Design Advice has been offered on the rebuild of the Westwind Apartments, which is being designed in collaboration by Works Progress Architecture and Architecture Building Culture for Central City Concern. The project will replace the existing Westwind Apartments with 100 new units of deeply affordable housing. The 7-story building will include seventy two SRO units and twenty-eight studios, combined with supportive services. Ground floor program will include office space, residential amenity space, and retail lease space. No vehicular parking is proposed.
The new building will replace a three story building, built in 1903. The building, which has long served long income tenants, was privately owned until 2018, when it was purchased by the Portland Housing Bureau.
The proposed building is arranged in an L-shaped plan, around a courtyard at the second level. Amenity spaces will open onto the courtyard. Residential amenity spaces would be provided at the building corner on levels 2 to 7, with projecting landscaped elements.
The primary material for the building would be metal panel, in two shades of grey. Other materials would include vinyl windows, dark brick at the ground floor, and storefront glazing.

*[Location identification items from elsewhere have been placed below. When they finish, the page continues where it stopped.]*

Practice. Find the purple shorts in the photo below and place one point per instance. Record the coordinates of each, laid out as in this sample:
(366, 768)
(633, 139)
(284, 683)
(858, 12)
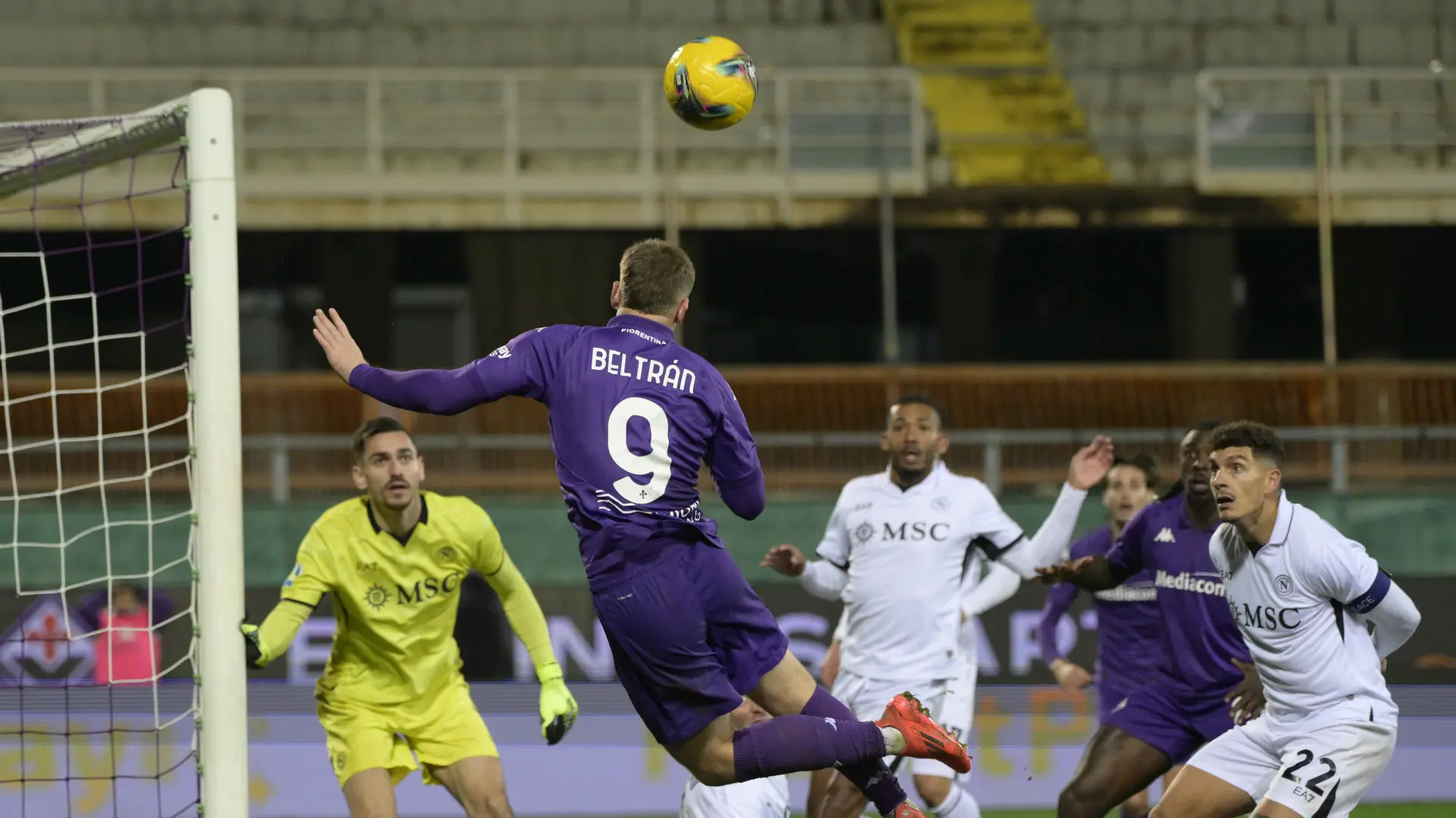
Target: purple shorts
(689, 638)
(1111, 691)
(1171, 721)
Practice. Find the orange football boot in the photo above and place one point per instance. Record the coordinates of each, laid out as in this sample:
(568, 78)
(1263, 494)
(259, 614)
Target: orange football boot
(924, 737)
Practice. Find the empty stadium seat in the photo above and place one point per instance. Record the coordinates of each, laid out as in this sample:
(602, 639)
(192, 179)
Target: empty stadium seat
(1131, 64)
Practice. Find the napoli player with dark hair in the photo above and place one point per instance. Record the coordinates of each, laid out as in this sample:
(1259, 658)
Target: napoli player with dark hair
(1204, 663)
(1128, 626)
(632, 415)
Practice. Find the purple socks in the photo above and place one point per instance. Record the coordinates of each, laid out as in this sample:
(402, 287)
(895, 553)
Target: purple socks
(826, 734)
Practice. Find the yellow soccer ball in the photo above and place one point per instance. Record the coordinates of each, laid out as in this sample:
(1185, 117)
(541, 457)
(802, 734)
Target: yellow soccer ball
(711, 83)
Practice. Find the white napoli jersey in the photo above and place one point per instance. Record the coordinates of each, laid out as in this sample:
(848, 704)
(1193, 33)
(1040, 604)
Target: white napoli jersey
(759, 798)
(908, 552)
(1298, 601)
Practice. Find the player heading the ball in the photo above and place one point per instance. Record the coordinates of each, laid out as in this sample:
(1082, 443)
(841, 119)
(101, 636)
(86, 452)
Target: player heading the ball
(632, 415)
(394, 561)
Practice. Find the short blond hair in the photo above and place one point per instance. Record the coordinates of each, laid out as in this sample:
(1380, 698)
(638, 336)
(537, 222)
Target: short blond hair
(655, 277)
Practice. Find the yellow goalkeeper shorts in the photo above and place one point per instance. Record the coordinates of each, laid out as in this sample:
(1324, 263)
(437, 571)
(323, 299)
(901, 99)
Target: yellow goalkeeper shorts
(438, 731)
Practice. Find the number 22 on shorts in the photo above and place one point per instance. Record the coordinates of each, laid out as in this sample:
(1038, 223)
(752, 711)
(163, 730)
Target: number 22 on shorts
(1313, 788)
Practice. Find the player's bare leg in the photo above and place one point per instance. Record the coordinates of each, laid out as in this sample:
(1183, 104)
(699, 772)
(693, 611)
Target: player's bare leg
(820, 781)
(1142, 802)
(1114, 767)
(1201, 795)
(843, 801)
(811, 729)
(1134, 807)
(370, 794)
(478, 783)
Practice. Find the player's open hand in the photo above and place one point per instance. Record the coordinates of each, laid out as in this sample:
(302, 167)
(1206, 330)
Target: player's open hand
(558, 707)
(1063, 571)
(1247, 700)
(1091, 463)
(338, 345)
(785, 559)
(1071, 675)
(256, 653)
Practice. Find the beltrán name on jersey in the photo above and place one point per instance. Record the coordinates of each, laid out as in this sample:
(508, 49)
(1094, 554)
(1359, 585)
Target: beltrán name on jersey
(1188, 581)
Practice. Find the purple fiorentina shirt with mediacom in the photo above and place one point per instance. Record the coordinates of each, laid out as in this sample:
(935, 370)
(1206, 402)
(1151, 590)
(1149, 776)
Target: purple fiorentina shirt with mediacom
(1184, 705)
(1130, 628)
(632, 415)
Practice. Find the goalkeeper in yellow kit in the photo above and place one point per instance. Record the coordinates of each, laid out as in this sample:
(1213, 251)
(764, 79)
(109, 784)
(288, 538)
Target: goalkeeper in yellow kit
(392, 691)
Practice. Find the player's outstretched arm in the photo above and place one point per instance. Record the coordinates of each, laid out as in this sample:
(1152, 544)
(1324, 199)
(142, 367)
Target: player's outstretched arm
(1090, 574)
(1052, 539)
(558, 708)
(1394, 615)
(821, 578)
(522, 367)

The Westwind apartments went in front of the Design Commission for an advisory meeting on February 6th, 2020. As described in a summary memo, the Commission was supportive of the building’s overall composition, but suggested that it needs to better respond to the material context of Old Town:
This is a refreshingly coherent and thrilling building proposal, and the projecting architectural features at the corner are particularly critical to the design’s success. Additional design development is needed at the ground floor, the definition of the building top, and reconsideration of a masonry clad exterior considering the neighborhoods masonry building context.
The project has now been submitted for a Type III Design Review. A hearing date has not yet been scheduled.